I could never say books were a luxury, they’re a necessity for me, as vital as breathing. I have tried culling, but seldom manage to gather more than a handful. The Kindle (which augments all the real books), is a much easier way of reading Shakespeare than trying to handle the old Complete Works that belonged to my nan 🙂
A lot of mine are second hand, simply because they’re otherwise out of print, a drawback when most of your favourite authors are dead! Nothing, but nothing, beats browsing the stacks in a library (state or privately owned), you come across the most amazing finds.
I love them not only for their content, but also for everything that their physical state tells me – not only what sort of life it’s had, but also how it was made, what the social/cultural context was, the decorations or lack of, particularly in the austerity editions printed during and after WW2.
And I will admit to a dedicated library room with floor to ceiling bookcases that are overflowing, more bookcases in other rooms (ditto), and a list of wants longer than my arm…..
I still have a big rubbermaid bin full of books at my parents’ house. When I moved out in the fall, I picked my favorites (yes, my whole Tolkien collection came with me…), and some books that I’ve been meaning to read. I’d love to have floor to ceiling book cases, but that’s not going to happen in a studio apartment unfortunately…

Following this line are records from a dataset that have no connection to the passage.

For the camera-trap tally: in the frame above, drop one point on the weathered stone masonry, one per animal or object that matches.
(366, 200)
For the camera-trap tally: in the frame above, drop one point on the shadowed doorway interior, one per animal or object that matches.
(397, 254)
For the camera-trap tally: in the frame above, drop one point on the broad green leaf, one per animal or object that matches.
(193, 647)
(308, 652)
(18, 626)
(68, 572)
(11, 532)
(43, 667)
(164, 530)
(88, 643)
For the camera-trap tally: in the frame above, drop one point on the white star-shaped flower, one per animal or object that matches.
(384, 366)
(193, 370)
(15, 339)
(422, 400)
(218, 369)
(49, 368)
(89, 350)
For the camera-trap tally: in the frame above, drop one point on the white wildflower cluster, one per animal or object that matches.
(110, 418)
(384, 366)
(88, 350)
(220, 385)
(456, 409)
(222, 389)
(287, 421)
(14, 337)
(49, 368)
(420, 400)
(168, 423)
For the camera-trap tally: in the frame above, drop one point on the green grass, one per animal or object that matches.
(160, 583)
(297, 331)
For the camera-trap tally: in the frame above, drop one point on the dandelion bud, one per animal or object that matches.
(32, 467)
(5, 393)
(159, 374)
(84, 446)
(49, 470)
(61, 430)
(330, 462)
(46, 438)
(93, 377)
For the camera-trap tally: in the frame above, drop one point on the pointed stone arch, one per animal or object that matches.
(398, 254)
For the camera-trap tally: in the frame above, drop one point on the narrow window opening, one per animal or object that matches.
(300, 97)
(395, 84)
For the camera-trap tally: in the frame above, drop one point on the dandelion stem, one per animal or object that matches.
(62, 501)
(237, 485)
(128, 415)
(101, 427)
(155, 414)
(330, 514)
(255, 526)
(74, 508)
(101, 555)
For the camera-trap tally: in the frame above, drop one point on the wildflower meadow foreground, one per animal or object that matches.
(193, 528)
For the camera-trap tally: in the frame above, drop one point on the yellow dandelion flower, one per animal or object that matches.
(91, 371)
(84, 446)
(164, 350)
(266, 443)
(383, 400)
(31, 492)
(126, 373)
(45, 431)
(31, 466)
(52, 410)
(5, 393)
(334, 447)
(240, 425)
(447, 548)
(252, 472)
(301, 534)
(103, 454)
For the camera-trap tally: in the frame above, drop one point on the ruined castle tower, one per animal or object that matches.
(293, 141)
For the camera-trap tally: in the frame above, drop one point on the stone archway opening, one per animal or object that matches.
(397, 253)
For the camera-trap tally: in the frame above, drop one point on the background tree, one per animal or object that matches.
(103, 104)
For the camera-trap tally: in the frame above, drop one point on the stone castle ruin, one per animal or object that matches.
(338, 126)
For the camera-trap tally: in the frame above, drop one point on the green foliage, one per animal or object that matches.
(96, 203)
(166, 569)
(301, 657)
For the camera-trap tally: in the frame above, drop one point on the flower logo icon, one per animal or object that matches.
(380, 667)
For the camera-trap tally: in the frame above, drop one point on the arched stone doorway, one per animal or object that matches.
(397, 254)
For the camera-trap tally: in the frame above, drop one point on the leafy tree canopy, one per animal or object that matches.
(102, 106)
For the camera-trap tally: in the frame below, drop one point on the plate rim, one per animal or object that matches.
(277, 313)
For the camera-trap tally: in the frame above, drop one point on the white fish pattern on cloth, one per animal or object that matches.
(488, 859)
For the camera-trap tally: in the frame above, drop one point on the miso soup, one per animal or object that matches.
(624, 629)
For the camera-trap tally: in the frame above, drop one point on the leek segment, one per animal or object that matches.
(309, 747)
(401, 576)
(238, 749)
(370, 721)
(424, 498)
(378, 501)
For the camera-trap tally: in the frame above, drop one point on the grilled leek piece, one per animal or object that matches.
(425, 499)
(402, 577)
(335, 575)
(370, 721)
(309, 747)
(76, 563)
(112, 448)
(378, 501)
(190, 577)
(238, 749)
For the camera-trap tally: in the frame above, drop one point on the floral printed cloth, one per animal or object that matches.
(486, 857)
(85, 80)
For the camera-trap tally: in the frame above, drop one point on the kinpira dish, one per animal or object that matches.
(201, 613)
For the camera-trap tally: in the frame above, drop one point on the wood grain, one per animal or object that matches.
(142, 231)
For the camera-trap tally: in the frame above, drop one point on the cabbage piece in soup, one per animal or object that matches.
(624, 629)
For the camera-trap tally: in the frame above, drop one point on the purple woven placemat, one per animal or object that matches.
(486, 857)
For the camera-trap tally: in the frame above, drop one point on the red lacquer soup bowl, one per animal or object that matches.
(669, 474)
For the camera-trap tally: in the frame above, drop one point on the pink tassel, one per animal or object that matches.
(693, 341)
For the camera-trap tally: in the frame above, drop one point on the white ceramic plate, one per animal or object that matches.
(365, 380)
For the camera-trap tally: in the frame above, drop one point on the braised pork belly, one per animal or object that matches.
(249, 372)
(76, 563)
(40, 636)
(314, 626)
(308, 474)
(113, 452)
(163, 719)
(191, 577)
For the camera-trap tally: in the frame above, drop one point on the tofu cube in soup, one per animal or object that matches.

The library has always been one of my favorite places, and I always go there first when I’m looking for a specific book. I don’t generally buy books unless I know I’m going to reread them. There’s also a website that my sister introduced me to called Paperback Swap (www.paperbackswap.com) where you trade books you have for books that you want. GoodReads is also a good website if you’re looking for reviews, and a place to keep track of what you’re reading, what you’ve read, and your to-read list. 🙂
Andi Perullo de Ledesma says
Books are the best!
When we renovated our house four years ago, one thing we both agreed on was built-in floor-to-ceiling bookshelves on one wall. They were full instantly (and we still had to get rid of about 6 boxes of books) but we love them. Every few months or so we do go through and try to cull (because we’re always buying more books). We both have e-readers (a Kindle and a Kobo) but that means when we buy real books we can justify a hardcover … I won’t ever give up real books.
Ah books, how we love you so! We sorted through our bookcases when we emigrated and after being very strict with ourselves, managed to get rid of 2 1/2 boxes, leaving us about 8 boxes of books. They’re sitting in storage on the other side of the world and I’m trying not to buy a whole bunch more to keep here. I occasionally buy a reasonably cheap book for my lovely Kobo e-reader.

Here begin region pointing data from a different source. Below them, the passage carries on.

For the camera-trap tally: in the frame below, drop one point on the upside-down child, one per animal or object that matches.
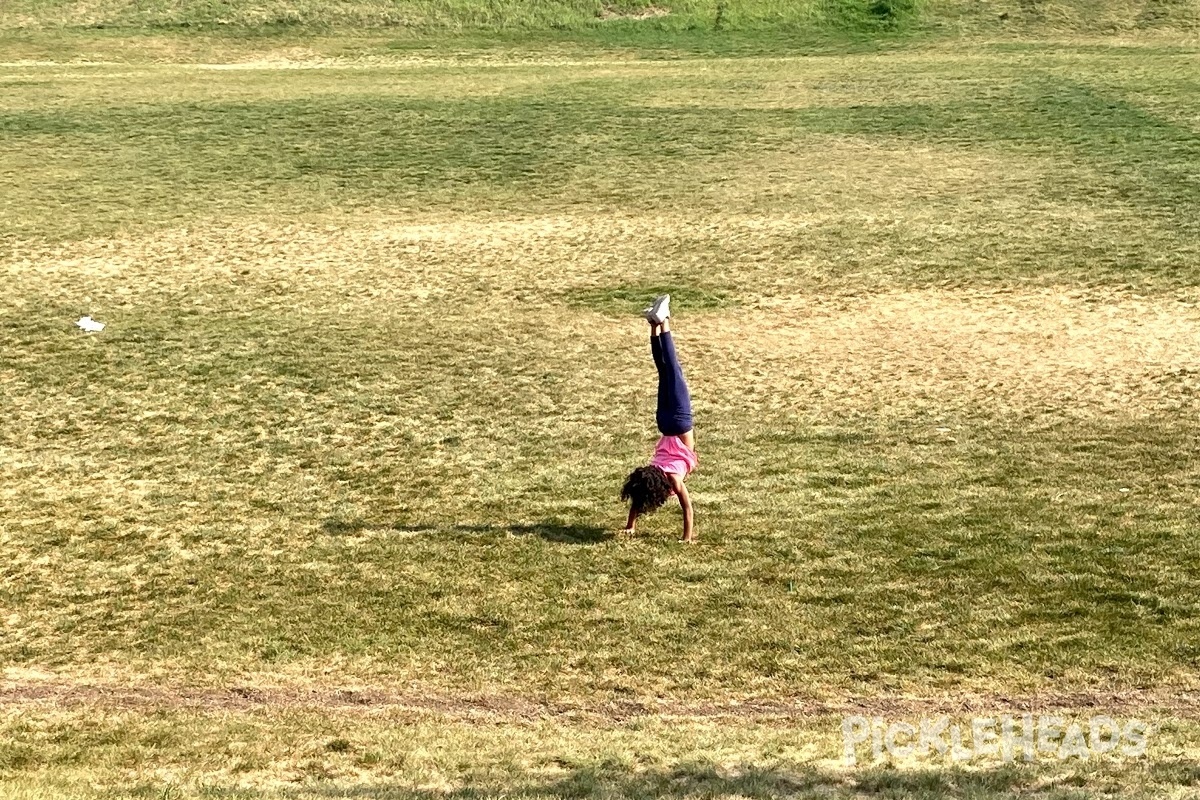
(675, 457)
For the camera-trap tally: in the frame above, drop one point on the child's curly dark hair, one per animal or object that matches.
(646, 488)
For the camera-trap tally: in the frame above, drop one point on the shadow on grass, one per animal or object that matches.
(706, 781)
(550, 530)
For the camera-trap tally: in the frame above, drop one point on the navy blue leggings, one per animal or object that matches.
(675, 403)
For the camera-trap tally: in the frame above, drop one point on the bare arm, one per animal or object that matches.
(689, 533)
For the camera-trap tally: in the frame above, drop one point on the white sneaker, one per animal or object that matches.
(659, 311)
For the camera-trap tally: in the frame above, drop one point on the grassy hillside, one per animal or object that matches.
(330, 506)
(613, 16)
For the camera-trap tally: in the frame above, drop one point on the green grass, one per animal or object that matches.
(373, 374)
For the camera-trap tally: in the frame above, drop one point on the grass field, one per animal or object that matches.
(330, 506)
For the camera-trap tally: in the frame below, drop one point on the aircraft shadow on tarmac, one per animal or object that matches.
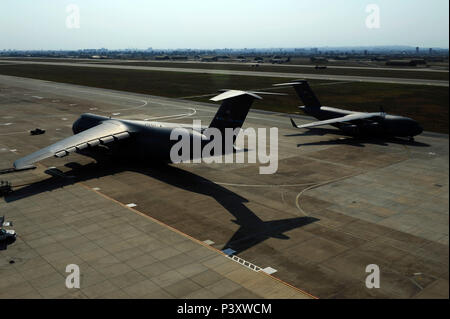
(359, 141)
(251, 232)
(6, 242)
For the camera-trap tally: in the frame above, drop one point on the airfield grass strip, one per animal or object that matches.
(427, 104)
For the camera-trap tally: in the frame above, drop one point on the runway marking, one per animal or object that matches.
(209, 242)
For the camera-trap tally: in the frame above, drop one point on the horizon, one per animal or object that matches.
(42, 25)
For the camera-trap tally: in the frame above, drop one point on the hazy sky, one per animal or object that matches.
(114, 24)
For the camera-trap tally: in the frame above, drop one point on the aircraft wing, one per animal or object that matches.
(347, 118)
(106, 132)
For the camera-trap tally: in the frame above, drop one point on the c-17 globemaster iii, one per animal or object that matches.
(350, 122)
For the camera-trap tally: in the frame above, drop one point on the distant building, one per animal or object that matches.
(162, 57)
(179, 58)
(401, 63)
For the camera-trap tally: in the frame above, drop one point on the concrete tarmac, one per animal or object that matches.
(335, 206)
(248, 73)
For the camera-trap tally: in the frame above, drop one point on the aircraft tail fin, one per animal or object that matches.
(305, 93)
(234, 109)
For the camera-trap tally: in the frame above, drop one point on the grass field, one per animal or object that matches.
(294, 69)
(267, 67)
(427, 104)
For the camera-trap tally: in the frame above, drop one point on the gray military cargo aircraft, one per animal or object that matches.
(142, 139)
(353, 123)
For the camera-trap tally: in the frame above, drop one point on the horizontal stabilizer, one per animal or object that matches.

I love reading, I love books and our house is full of books 🙂 We even have crates stored in the attic, as we don’t have enough space. But books are vital to me. I remember visiting a friend in her new apartment many years ago. It was a nice apartment, but I kept feeling that something was missing. When I came home it suddenly hit me: Not one single book! My dream is a wall with built in book shelves.
I use our library’s E-lending site all the time too, but still love the touch of a real book.
I buy all of my books as Kindle ebooks now. I read often, I often reread books and I often travel so it’s so great to have the bulk of my library at my fingertips. There are some old favorite books that I’ve carried around with me over the years and those definitely bring back a lot of memories whenever I take them down from the shelf to enjoy. Overall though, I am happy to have the space that would otherwise be taken up by too many books.
save. spend. splurge. says
Your local library might also have an OverDrive / Ebook lending capability. That’s how I started getting way more into reading… using my local library’s online resources.